I’m putting this post up to better clarify the situation with the updates. I’m hoping to switch the updates.seamonkey-project.org to using the new update system. aus2-community.mozilla.org will be left as is (mainly because one of these days, that domain will be decomissioned (since it is Mozilla’s))[will post an addendum.]
tl;dr: SeaMonkey 2.53.* (and newer) are the only versions that will have updates.
My original intention was to allow any version upgrade to any other greater version (barring operating system restrictions etc..). Like, if you had installed 1.x, you’d be able to upgrade to 188.8.131.52. *That* was my intention.
As in with intentions mixed in with life, things aren’t that simple. I had posted this concern on the lists and probably here as well; but I’m just going to repeat myself.
The SeaMonkey Project will only be supporting the 2.53.* (Gecko 56) family. Any other previous versions are no longer supported in terms of updates. As of this writing, I’m not entirely sure the 2.49.* family will ever be updated (but you’ll never know). The 2.49.1 – 2.49.4 to 2.49.5 update is a special case as the 2.49.5 update files had changed and we missed the opportunity to create a set of transitional update files for that.
Big corporations, like Microsoft, no longer support old operating systems.

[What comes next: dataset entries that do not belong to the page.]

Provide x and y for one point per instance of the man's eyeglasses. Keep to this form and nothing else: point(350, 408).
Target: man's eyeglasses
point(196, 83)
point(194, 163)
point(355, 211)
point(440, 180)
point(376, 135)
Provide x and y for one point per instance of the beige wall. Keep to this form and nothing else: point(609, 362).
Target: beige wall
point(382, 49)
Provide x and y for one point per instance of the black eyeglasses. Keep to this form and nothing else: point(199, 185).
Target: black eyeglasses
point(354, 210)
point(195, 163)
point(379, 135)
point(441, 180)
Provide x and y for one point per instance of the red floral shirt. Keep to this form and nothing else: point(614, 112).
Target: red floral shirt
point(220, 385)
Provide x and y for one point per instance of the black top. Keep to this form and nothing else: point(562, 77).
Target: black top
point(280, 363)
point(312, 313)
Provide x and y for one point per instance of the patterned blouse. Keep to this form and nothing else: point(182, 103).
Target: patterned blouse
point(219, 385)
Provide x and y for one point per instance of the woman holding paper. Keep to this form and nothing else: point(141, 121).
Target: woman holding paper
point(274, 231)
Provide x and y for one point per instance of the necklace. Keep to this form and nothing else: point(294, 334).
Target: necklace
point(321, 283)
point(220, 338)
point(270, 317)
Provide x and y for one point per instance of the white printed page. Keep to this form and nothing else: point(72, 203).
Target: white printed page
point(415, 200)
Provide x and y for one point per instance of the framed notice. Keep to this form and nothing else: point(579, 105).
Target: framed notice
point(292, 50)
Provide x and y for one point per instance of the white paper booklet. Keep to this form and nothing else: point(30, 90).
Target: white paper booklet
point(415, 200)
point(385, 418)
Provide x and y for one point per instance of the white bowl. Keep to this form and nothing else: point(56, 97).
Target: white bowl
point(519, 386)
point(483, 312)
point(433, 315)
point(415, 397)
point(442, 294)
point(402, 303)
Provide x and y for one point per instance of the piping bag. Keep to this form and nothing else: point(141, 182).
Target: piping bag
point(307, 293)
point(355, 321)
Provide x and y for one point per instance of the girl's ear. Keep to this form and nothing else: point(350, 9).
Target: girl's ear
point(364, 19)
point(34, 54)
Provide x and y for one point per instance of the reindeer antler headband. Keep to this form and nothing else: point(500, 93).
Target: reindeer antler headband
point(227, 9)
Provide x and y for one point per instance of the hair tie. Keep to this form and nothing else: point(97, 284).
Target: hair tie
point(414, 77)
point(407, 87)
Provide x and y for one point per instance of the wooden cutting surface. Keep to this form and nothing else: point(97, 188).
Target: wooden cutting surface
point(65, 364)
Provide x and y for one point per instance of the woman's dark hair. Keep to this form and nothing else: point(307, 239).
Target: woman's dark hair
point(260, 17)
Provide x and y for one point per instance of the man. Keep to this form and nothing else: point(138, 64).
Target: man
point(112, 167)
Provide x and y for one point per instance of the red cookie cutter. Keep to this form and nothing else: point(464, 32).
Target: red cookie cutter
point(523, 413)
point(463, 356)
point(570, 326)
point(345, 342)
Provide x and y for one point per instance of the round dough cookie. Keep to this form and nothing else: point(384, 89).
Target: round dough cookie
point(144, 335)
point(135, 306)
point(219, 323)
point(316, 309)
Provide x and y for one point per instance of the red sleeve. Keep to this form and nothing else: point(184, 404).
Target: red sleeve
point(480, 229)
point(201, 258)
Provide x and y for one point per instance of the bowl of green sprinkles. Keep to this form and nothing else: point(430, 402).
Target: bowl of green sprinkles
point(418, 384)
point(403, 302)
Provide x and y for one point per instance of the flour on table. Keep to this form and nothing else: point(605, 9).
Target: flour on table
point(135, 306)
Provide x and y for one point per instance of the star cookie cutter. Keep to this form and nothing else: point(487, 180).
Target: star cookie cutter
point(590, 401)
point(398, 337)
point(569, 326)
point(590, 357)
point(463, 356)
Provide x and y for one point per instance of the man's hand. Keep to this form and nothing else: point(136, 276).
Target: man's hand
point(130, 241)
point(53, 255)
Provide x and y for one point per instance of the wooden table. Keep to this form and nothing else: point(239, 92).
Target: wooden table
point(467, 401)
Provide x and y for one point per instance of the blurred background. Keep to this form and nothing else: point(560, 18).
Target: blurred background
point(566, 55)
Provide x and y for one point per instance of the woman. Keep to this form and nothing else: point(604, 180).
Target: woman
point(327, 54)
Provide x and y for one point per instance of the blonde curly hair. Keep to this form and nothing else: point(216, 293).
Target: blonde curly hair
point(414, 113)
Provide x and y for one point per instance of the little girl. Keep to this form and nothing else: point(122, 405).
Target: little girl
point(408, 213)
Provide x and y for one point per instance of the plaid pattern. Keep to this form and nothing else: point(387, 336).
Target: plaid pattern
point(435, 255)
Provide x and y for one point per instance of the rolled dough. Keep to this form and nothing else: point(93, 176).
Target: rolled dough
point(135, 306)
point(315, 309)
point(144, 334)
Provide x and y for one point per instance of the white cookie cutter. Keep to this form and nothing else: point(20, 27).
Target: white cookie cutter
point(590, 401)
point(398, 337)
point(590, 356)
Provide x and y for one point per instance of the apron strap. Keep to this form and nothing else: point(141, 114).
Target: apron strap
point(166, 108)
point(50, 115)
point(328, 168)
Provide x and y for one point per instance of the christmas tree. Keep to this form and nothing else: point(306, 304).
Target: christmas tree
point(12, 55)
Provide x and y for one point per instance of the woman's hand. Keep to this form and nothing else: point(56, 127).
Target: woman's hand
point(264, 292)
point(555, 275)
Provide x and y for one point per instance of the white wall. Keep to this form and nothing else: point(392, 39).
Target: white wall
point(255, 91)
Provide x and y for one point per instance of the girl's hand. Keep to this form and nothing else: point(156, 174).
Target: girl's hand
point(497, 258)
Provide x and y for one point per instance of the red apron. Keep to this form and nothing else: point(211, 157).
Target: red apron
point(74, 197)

Win 1 to (recently) Win7 are no longer supported. Ditto with the Windows Servers (NT, to 2008). If big corporations can’t/won’t support old operating systems; what hope do we (as a small group of volunteers) have? Is this a justification to leave old software high and dry? No; but it is not realistic to expect a small group of volunteers to support software that no longer build on any system. Furthermore, even websites are now finicky as to which browser can view them, which further adds to the frustrations of using old SeaMonkey versions.

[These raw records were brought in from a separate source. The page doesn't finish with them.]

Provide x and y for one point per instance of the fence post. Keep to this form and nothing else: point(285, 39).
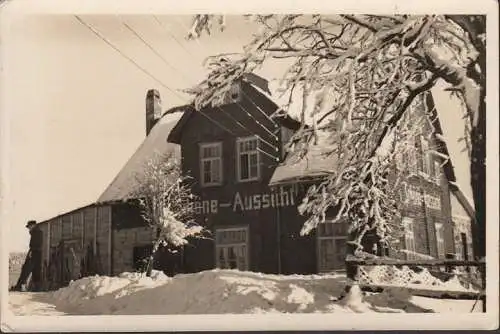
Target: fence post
point(482, 271)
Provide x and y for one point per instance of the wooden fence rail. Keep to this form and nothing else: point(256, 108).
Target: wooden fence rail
point(353, 263)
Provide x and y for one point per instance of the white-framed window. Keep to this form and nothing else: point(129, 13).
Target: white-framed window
point(440, 240)
point(231, 248)
point(413, 195)
point(432, 201)
point(331, 245)
point(233, 95)
point(412, 156)
point(211, 164)
point(408, 228)
point(437, 172)
point(248, 163)
point(426, 156)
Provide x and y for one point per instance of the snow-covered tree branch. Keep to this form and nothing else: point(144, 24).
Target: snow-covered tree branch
point(166, 202)
point(359, 75)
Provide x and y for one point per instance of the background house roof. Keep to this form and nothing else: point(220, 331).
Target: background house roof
point(125, 182)
point(316, 163)
point(252, 82)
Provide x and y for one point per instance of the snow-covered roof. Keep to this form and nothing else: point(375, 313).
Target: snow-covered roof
point(155, 143)
point(316, 163)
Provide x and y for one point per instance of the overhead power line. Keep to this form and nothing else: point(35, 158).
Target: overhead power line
point(98, 34)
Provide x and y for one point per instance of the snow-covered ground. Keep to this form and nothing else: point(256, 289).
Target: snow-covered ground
point(221, 291)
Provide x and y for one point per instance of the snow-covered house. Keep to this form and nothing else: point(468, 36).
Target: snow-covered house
point(248, 190)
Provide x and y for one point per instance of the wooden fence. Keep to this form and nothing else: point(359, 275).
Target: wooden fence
point(354, 263)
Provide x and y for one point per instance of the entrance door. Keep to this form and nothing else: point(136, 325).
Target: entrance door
point(465, 250)
point(72, 258)
point(332, 253)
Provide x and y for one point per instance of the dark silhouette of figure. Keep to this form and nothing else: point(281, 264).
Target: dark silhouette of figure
point(33, 263)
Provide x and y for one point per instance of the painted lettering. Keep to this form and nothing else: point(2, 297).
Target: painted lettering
point(237, 202)
point(248, 203)
point(265, 201)
point(214, 206)
point(256, 202)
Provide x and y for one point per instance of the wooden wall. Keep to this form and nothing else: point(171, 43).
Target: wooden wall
point(77, 231)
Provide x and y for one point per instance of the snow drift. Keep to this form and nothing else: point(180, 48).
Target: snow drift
point(231, 291)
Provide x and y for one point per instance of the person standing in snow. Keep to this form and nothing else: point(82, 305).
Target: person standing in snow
point(33, 263)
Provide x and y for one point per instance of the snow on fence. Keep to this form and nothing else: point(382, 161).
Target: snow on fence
point(461, 279)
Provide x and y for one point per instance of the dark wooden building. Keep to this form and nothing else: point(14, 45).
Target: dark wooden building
point(248, 191)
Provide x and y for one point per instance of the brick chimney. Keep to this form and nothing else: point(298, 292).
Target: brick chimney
point(153, 109)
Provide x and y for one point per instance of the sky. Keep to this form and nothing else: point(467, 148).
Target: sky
point(76, 107)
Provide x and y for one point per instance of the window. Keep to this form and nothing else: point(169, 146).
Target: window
point(440, 240)
point(231, 246)
point(331, 246)
point(426, 157)
point(432, 201)
point(211, 164)
point(413, 195)
point(409, 238)
point(248, 159)
point(437, 172)
point(233, 95)
point(411, 156)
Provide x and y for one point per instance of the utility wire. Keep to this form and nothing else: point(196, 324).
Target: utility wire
point(98, 34)
point(255, 105)
point(226, 113)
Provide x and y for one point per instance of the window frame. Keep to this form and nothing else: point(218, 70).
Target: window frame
point(409, 228)
point(238, 159)
point(202, 146)
point(432, 201)
point(325, 238)
point(437, 172)
point(427, 163)
point(440, 240)
point(217, 246)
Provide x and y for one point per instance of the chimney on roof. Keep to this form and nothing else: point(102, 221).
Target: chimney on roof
point(153, 109)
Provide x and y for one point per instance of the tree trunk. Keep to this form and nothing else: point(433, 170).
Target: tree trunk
point(478, 179)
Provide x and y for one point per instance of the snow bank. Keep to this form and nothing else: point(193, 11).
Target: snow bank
point(208, 292)
point(224, 291)
point(406, 277)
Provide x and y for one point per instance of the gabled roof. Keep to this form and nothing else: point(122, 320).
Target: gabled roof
point(125, 183)
point(250, 81)
point(315, 164)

Is it possible to set up a VM to build old software? Possibly; but is it worth the time and resources? Unfortunately, the answer here is no. This is the unfortunate by-product of technological progression. Does this mean the old versions can’t be used? No. It’s just that using it on an actual system could potentially harm the system.
I realize this may sound like an excuse for ignoring old software; but there really only so much we can do; particularly when the engine is changing so rapidly that we’re trying to keep track of the *latest* stuff coming out from Mozilla.

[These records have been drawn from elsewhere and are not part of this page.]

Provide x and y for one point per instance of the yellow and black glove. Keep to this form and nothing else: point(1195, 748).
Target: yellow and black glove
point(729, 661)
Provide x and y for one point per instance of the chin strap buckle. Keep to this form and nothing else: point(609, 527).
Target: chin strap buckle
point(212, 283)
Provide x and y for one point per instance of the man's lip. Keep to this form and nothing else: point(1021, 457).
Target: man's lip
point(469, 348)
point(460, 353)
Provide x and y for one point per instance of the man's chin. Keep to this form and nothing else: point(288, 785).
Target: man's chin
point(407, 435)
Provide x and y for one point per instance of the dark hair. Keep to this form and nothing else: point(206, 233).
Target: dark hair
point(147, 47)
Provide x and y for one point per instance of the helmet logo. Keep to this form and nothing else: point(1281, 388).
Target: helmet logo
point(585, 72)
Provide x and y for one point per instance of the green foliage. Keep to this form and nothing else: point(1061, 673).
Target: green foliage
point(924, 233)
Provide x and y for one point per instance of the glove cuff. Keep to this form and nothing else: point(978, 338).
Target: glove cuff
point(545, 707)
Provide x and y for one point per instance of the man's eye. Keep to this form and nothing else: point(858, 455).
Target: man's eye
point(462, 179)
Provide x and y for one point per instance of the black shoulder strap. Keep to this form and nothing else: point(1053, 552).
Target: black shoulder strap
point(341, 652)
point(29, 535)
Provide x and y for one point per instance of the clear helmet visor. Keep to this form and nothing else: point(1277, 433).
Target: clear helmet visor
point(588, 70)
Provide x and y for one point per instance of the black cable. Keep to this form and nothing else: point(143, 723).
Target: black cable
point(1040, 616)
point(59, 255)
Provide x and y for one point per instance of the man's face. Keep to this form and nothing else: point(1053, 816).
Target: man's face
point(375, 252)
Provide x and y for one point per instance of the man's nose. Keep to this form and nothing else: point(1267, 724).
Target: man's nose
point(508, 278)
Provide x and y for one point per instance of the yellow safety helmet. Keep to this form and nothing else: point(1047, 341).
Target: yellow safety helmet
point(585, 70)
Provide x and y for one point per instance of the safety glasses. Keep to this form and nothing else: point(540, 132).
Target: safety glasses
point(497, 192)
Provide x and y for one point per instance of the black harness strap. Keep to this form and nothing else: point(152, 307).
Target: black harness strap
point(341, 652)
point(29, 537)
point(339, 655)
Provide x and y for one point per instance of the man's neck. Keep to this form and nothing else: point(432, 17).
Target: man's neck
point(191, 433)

The benefit of the SeaMonkey project sticking with only 2.53.x + updates is that these updates will work on systems being updated. All other versions polling for updates will not get any. (Still, a part of me is reserving the right to modify the system to allow updates from 2.49.x to 2.49.5 at least. As mentioned earlier in a post on the support mailing list, only versions > 2.33 (iirc) can be updated due to certificates not being recognized and that can’t be helped.))
So the final conclusion, as mentioned above, is that only 2.53.x + will get updates.
I do apologize for the long windedness and the decision to only update 2.53.x. It doesn’t give me pleasure to state it outright; but it’s always the resources issue.